Peganglah kuat-kuat sunnah itu dengan gigi geraham dan jauhilah ajaran-ajaran
yang baru (dalam agama) karena semua bid’ah adalah sesat.” (HR. Abu Dawud dan
at-Tirmidzi, ia berkata, “Hadits ini hasan sahih.”)
Ketika
Rasulullah Shallallahu ‘Alaihi Wa Sallam bercerita
tentang perpecahan umat, beliau ditanya tentang golongan yang selamat. BeliauShallallahu ‘Alaihi Wa Sallam menjawab,
مَا أَنَا
عَلَيْهِ الْيَوْمَ وَأَصْحَابِي
“(Yaitu
orang yang berjalan pada) jalan yang aku dan para sahabatku berada di atasnya
hari ini.”
Al-Imam
Malik rahimahullah berkata,
لَنْ
يَصْلُحَ آخِرُ هَذِهِ الْأُمَّةِ إِلاَّ مَا أَصْلَحَ أَوَّلَهَا
“Akhir dari umat ini tidak akan baik melainkan
dengan menempuh jalan yang menyebabkan generasi awal (sahabat) menjadi baik.”
Musuh-musuh
Islam mengerti faktor kejayaan ini. Mereka paham bahwa menjadikan sahabat
sebagai suri teladan adalah pokok mendasar bagi umat Islam untuk meraih
kejayaan. Maka dari itu, tidaklah mengherankan apabila mereka dengan gigih
berusaha menjauhkan kaum muslimin dari generasi sahabat.
Segala
cara ditempuh. Manipulasi sejarah, celaan, dan cercaan, tak kunjung henti
tertuju kepada sahabat-sahabat Rasul Shallallahu ‘Alaihi Wa Sallam.

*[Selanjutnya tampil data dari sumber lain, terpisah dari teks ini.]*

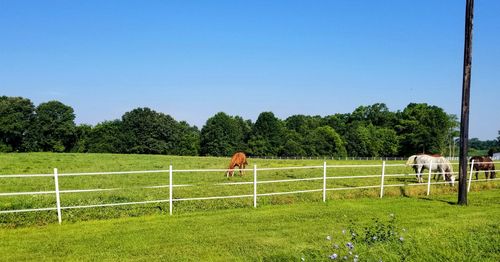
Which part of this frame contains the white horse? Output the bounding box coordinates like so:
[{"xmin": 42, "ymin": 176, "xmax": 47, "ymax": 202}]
[{"xmin": 406, "ymin": 155, "xmax": 455, "ymax": 186}]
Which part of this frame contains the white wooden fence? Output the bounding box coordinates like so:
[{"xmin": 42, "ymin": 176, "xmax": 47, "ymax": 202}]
[{"xmin": 0, "ymin": 161, "xmax": 500, "ymax": 224}]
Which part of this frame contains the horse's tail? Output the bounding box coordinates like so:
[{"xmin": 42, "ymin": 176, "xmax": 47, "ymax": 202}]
[{"xmin": 406, "ymin": 155, "xmax": 417, "ymax": 166}]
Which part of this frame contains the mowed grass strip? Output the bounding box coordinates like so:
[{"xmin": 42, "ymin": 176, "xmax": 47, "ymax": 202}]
[
  {"xmin": 0, "ymin": 189, "xmax": 500, "ymax": 261},
  {"xmin": 0, "ymin": 153, "xmax": 500, "ymax": 227}
]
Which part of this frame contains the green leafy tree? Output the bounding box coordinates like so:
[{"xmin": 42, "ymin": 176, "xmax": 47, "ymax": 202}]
[
  {"xmin": 279, "ymin": 130, "xmax": 306, "ymax": 157},
  {"xmin": 174, "ymin": 121, "xmax": 200, "ymax": 156},
  {"xmin": 0, "ymin": 96, "xmax": 35, "ymax": 152},
  {"xmin": 71, "ymin": 124, "xmax": 92, "ymax": 153},
  {"xmin": 23, "ymin": 101, "xmax": 76, "ymax": 152},
  {"xmin": 344, "ymin": 122, "xmax": 376, "ymax": 157},
  {"xmin": 323, "ymin": 114, "xmax": 350, "ymax": 136},
  {"xmin": 305, "ymin": 126, "xmax": 347, "ymax": 157},
  {"xmin": 122, "ymin": 107, "xmax": 180, "ymax": 154},
  {"xmin": 86, "ymin": 120, "xmax": 127, "ymax": 153},
  {"xmin": 349, "ymin": 103, "xmax": 396, "ymax": 127},
  {"xmin": 372, "ymin": 127, "xmax": 399, "ymax": 156},
  {"xmin": 285, "ymin": 115, "xmax": 322, "ymax": 135},
  {"xmin": 200, "ymin": 112, "xmax": 249, "ymax": 156},
  {"xmin": 397, "ymin": 103, "xmax": 452, "ymax": 155},
  {"xmin": 248, "ymin": 112, "xmax": 285, "ymax": 156}
]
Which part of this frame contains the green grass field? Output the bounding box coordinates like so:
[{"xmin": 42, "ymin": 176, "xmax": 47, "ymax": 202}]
[
  {"xmin": 0, "ymin": 153, "xmax": 500, "ymax": 261},
  {"xmin": 0, "ymin": 153, "xmax": 499, "ymax": 227},
  {"xmin": 0, "ymin": 189, "xmax": 500, "ymax": 261}
]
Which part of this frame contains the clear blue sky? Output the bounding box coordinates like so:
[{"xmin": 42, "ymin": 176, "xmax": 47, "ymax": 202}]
[{"xmin": 0, "ymin": 0, "xmax": 500, "ymax": 139}]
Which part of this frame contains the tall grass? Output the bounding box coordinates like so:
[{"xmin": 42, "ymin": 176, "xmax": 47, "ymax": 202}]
[{"xmin": 0, "ymin": 153, "xmax": 498, "ymax": 227}]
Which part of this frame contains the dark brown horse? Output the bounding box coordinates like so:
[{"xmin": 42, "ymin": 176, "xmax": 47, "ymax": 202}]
[
  {"xmin": 226, "ymin": 152, "xmax": 248, "ymax": 177},
  {"xmin": 470, "ymin": 156, "xmax": 496, "ymax": 180}
]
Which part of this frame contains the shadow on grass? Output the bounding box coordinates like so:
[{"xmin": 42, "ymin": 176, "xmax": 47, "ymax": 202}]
[{"xmin": 419, "ymin": 197, "xmax": 458, "ymax": 206}]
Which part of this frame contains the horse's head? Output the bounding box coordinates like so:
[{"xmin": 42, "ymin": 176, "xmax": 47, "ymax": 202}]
[{"xmin": 406, "ymin": 155, "xmax": 417, "ymax": 166}]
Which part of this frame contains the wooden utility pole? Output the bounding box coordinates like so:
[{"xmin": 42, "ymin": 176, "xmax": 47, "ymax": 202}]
[{"xmin": 458, "ymin": 0, "xmax": 474, "ymax": 205}]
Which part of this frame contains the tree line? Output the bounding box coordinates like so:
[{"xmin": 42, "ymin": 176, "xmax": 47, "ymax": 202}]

Makar musuh Islam merusak citra sahabat telah dipraktikkan oleh pemimpin kaum
munafik di zaman Rasulullah Shallallahu ‘Alaihi Wa Sallam,
Abdullah bin Ubai bin Salul. Dia menebarkan fitnah seputar tuduhan zina
terhadap Aisyah radhiallahu anha.1
Konspirasi
menggulung kemuliaan sahabat adalah makar besar musuh-musuh Islam: Yahudi,
Syiah Rafidhah, para orientalis, dan sekutunya. Demi Allah, tidak sedikit
sahabat yang menjadi sasaran celaan dan caci maki, termasuk Mu’awiyah bin Abi
Sufyan radhiallahu ‘anhum.
Demikian
kenyataan yang harus kita hadapi. Mereka membuat makar, kita pun harus berjuang
membela kehormatan generasi mulia yang telah berjasa terhadap umat ini. Kita
tidak boleh berputus asa menegakkan prinsip yang agung ini. Sesungguhnya Allah Azza
wa Jalla pasti membalas makar mereka.
“Orang-orang
kafir itu membuat tipu daya, dan Allah membalas tipu daya mereka itu. Dan Allah
sebaik-baik pembalas tipu daya.” (Ali Imran: 54)
“Dan
sesungguhnya mereka telah membuat makar yang besar padahal di sisi Allah-lah
(balasan) makar mereka itu….” (Ibrahim: 46)
Kedengkian Musuh Allah Azza Wa Jalla Menyaksikan Kejayaan Islam
Pada
masa sahabat, kekuatan daulah Islamiyah kokoh di muka bumi. Kekuatan politik
Islam dan tentara-tentara Allah Azza wa Jalla menjadi
kekuatan yang sangat ditakuti. Kekaisaran Romawi dan Persia pun harus bertekuk
lutut di hadapan tentara-tentara Allah Azza wa Jalla. Futuhat
islamiyah (perluasan wilayah Islam) tidak bisa dibendung di masa al-Khulafa’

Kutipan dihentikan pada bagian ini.